Stratedigm is not offering new technology per se, but is packaging its tools in such a way as to make high-end capabilities available even at much lower cost—and to enable modular upgrades as customers need them.

Chang is an alumnus of BD Biosciences (also in San Jose, CA), a heavy hitter in flow cytometry. While there, she helped design BD FACSCanto’s flow cytometer—a benchtop, high-fluorescence sensitivity flow cytometer for immunology, cell biology, and drug discovery introduced in May 2004. Chang says that most high-performance units—that is, cytometers with resolution under 2%CV (coefficient of variance) and superior sensitivity—are large, difficult to use, and configured for high-end applications. Those that are configurable are typically expensive because of their architecture. Low-cost instruments, on the other hand, lack the performance of their high-end counterparts. And because of their limited capabilities, the instruments must be replaced as the researchers’ needs change.
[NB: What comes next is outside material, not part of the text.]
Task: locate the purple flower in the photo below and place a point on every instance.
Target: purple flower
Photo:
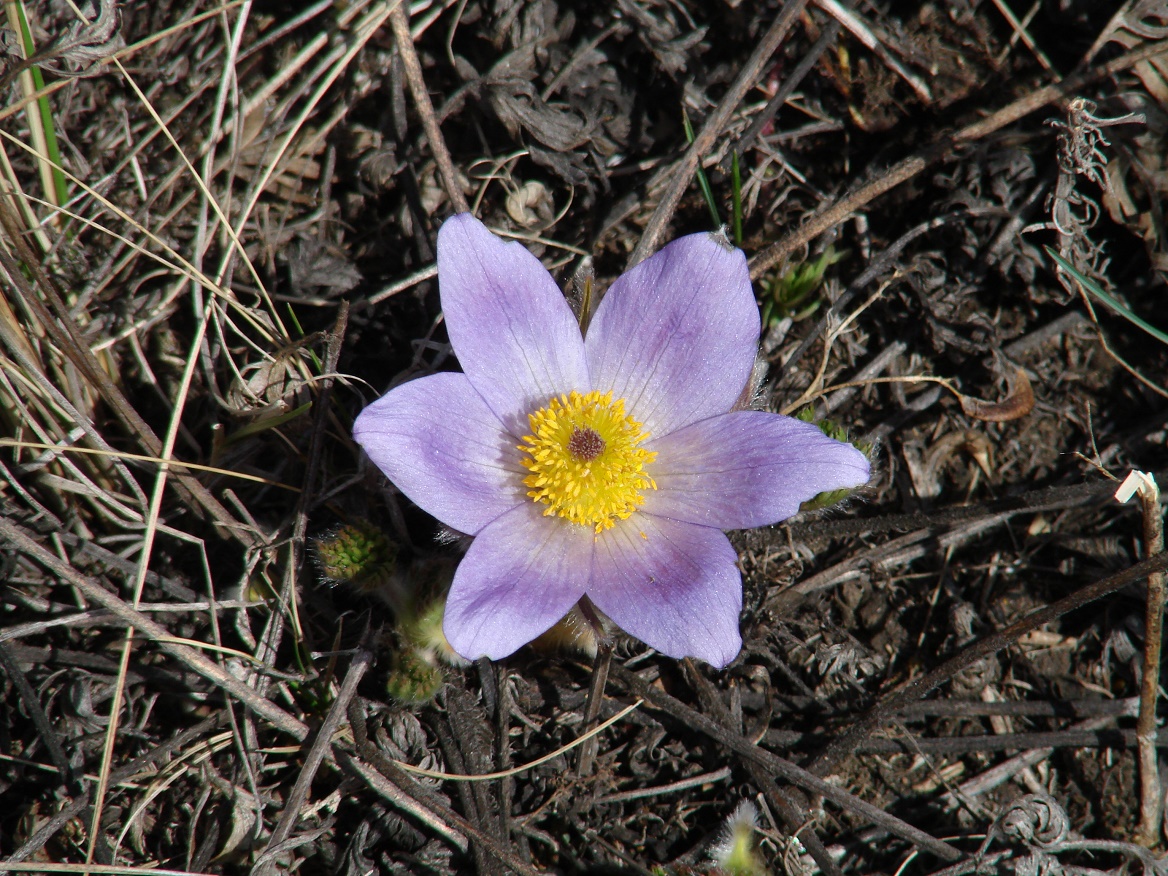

Chang and Shervin Javadi launched Stratedigm in late 2004 to provide high performance (that is, high resolution and sensitivity) at all levels (that is, no matter the number of colors and lasers). Stratedigm’s initial offering, the S1000 flow cytometer, is designed to offer scalability in terms of both price and performance. The company is attracting customers who need configurability. For instance, Chang notes that one of Stratedigm’s first customers configured their unit to have blue, red, green, and violet lasers. The design had the green and blue lasers share the same detectors, and spatially separated the signals from the red and violet lasers. The configuration was required in the customer’s lab, but their existing high-end analyzer could not provide that need: only the Stratedigm configurable system would do.

Expansion to 3-D

Another startup that is stretching the capabilities of cytometry is TissueVision (Cambridge, MA), which is based on work Tim Ragan did for his post-doctoral studies at MIT. “The project required that I develop a new sort of microscope that made it possible to quantitatively find cellular mutations with tissues,” which was challenging because these mutations occur so rarely—in about one in a million cells, says Ragan. He needed an instrument that, like a flow cytometer, processes large cell populations to find rare cells. But, says Ragan, “We had to do it inside the 3-D tissue, something current cytometers couldn’t do (and still can’t).”

“As powerful as cytometry has proven,” Ragan notes, “instrument limitations have generally restricted its use to cells outside their native 3-D tissue environment. This limits the range of diseases or processes that can be studied.” He explains that once a cell is removed from its native 3-D tissue, its morphology is dramatically altered and all inputs from cell-matrix and cell-cell interactions are gone.

So Ragan worked to develop a fast, sensitive “tissue cytometer” able to investigate many biological and medical problems that were difficult to address with traditional cytometry. Word got out, and other research groups expressed interest in using the instrument for their work in cancer, vascular biology, heart disease, and neurobiology. “This broad interest got us pretty excited,” he said, so he and partner Karsen Bahlmann decided to start the company.

In 2005 TissueVision received $900,000 in National Institute of Health Small Business Innovation Research grant money—and also became a finalist in an MIT business plan competition, which gave the company great exposure. TissueVision recently sold its first entire system, and has been awarded a third SBIR grant, this one for incorporating fluorescence lifetime detection.